Dubugras realizou vários estudos para a Baronesa e de um deles reproducimos uma aquarela (51).
    Se examinarmos o mapa Planta Geral de São Paulo de 1897, de Gomes Cardim (13) veremos, neste trecho, o contraste entre a regularidade do setor que acabamos de examinar com o lado oposto, mais próximo do centro. Explica-se: no lado sul, temos um arruamento novo, enquanto no lado voltado à
cidade preexistiam caminhos de traçado condicionado, em parte pelo menos, pela configuração irregular do terreno. Foi nessa região que surgiu o Instituto Paulista, hospital implantado em terreno desafogado com seus pavilhões entremeados com jardins, onde se completaria a convalescença dos pacientes segundo orientação médica da época. Desse lado da Avenida e na esquina a Rua Augusta ficava o "Gymnasio" Anglo Latino assim descrito em publicação de 1924: "A sua instalação e num dos pontos mais belos e higiênicos na Avenida Paulista, em vasto e majestoso palacete, com grande e bem talhado
jardim, todo povoado de lindas flores que perfumam o ar, com recreios espaçosos e arborizados e todo conforto moderno". Esse ginásio pode ser visto na foto da página 31. Não há dúvida que a vegetação é motivo de referência em tudo que se relacione com a Avenida Paulista.
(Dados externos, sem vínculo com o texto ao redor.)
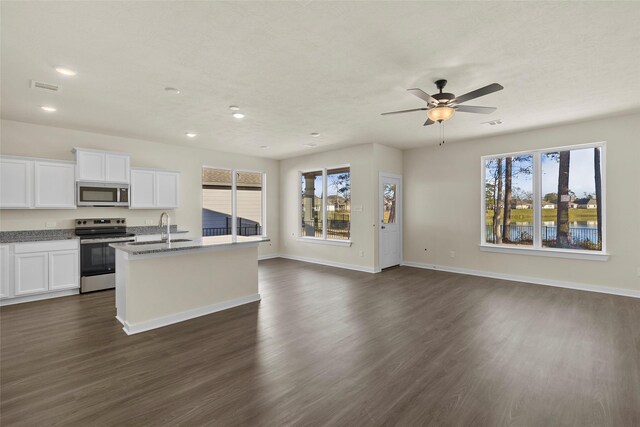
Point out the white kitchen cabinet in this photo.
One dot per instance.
(31, 273)
(6, 290)
(54, 185)
(63, 270)
(167, 184)
(102, 166)
(91, 165)
(154, 189)
(143, 189)
(16, 183)
(44, 267)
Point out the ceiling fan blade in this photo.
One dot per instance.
(423, 95)
(475, 109)
(493, 87)
(404, 111)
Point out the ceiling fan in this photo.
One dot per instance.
(442, 106)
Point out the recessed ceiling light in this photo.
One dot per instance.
(66, 71)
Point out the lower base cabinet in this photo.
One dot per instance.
(5, 272)
(63, 270)
(31, 273)
(39, 268)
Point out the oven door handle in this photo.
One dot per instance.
(114, 240)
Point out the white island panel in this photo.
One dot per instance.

   Nesse mesmo quarteirão foi edificada uma residência de inspiração florentina (47). Foram comuns manifestações ccom esse caráter na arquitetura paulistana. Alguns eram apenas justaposição de elementos formais à procura de uma imagem evocativa da origem do proprietário. Por vezes, todavia,
essas obras surpreendiam pela desenvoltura com que eram articulados todos componentes e pelo zelo, pela execução, atingindo-se resultado de certa riqueza plástica. A residência João Dente, quase à esquina com a Rua Peixoto Gomide, parece indicar uma influencia de Dubugras em vários aspectos.
Um de seus autores, Augusto Toledo, escrevera sobre Dubugras na Revista Politécnica, como vimos, e parece ter aproveitado as lições do mestre. Mas a art nouveau tem uma característica singular: seus mestres, no geral, não tem seguidores. Explica-se: esse movimento fundamenta-se na criação individual. A Avenida Paulista ostentou na esquina da Rua Augusta a residência Horácio Sabino, a mais completa e original manifestação art nouveau que nossa cidade conheceu.